A la Guinguette de Belle-Isle, à Châteauroux, les thés dansants font de moins en moins recette

Fabrice insiste cependant : l’esprit guinguette est toujours là. Il répond à certains critères. Le premier d’entre eux, l’élément aquatique. Rivière ou étang, il faut de l’eau dans le décor. Ajoutez une bonne table «avec une cuisine simple» dit Joël Mahéo. Un orchestre renommé fera le reste. «Au plus fort, j’ai fait tourner jusqu’à 25 orchestres tout au long de l’année. On vient parfois de loin pour danser, se souvient le restaurateur. Notre plus gros problème, c’est que nous manquons de cavaliers. Pourtant des guinguettes, il en faudrait plein !» Mais la dure réalité s’impose : les thés dansants résistent mal à l’air du temps. Le charme désuet de l’esprit guinguette s’évapore. Qui se souvient, aujourd’hui, de Jean Gabin chantant « Quand on s’promène au bord de l’eau »…
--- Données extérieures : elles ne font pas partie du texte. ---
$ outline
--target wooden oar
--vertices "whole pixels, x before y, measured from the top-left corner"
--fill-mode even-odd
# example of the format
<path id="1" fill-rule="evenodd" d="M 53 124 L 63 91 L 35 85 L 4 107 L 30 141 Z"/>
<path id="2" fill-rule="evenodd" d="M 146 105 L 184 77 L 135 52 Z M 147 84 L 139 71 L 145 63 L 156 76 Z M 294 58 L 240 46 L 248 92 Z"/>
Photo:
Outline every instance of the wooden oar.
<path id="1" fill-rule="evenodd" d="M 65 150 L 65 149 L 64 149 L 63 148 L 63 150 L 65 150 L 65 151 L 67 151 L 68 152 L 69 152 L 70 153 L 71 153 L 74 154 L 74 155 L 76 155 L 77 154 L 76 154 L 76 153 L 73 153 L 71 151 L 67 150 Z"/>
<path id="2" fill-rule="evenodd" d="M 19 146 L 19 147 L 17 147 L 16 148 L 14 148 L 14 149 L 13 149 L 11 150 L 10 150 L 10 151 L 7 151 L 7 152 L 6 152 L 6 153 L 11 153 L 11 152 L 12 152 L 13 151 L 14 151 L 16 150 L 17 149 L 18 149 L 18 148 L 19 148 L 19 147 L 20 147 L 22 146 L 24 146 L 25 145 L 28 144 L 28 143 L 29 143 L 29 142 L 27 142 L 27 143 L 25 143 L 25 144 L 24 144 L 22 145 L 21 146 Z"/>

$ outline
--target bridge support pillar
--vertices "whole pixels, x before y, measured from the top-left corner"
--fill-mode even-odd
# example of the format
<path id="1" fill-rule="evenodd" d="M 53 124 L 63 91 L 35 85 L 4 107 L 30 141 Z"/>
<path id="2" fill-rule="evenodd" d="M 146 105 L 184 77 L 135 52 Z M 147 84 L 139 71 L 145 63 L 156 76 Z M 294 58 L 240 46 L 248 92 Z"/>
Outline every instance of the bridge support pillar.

Gégène, le rêve de Fabrice


Depuis 14 ans, Fabrice Guillot est un habitué de la Guinguette de Belle-Isle. « La guinguette, c’est tout un esprit, une culture : gapette, foulard de titi parisien, nappe à carreaux rouge, guirlande de lumières et fanions ! C’est aussi une cuisine traditionnelle. Et puis surtout, un point d’eau pour la promenade. Il m’est arrivé d’aller jouer dans une « guinguette » qui était en fait un parquet posé au milieu d’une zone industrielle… Mon grand regret, c’est de ne pas avoir pu jouer « Chez Gégène » à Joinville, la plus ancienne de France, ou au « Martin Pêcheur » à Champigny. Elles font partie des onze guinguettes labellisées dans l’Hexagone. Mais pour ma part, je ne veux plus faire de bals. C’est de la fatigue, de gros frais de déplacement. Je préfère me tourner vers les concerts. » Pour le trouver sur scène, surveillez les dates du groupe festif Les Vieilles Sacoches dans l’agenda. Derrière l’accordéon, c’est lui.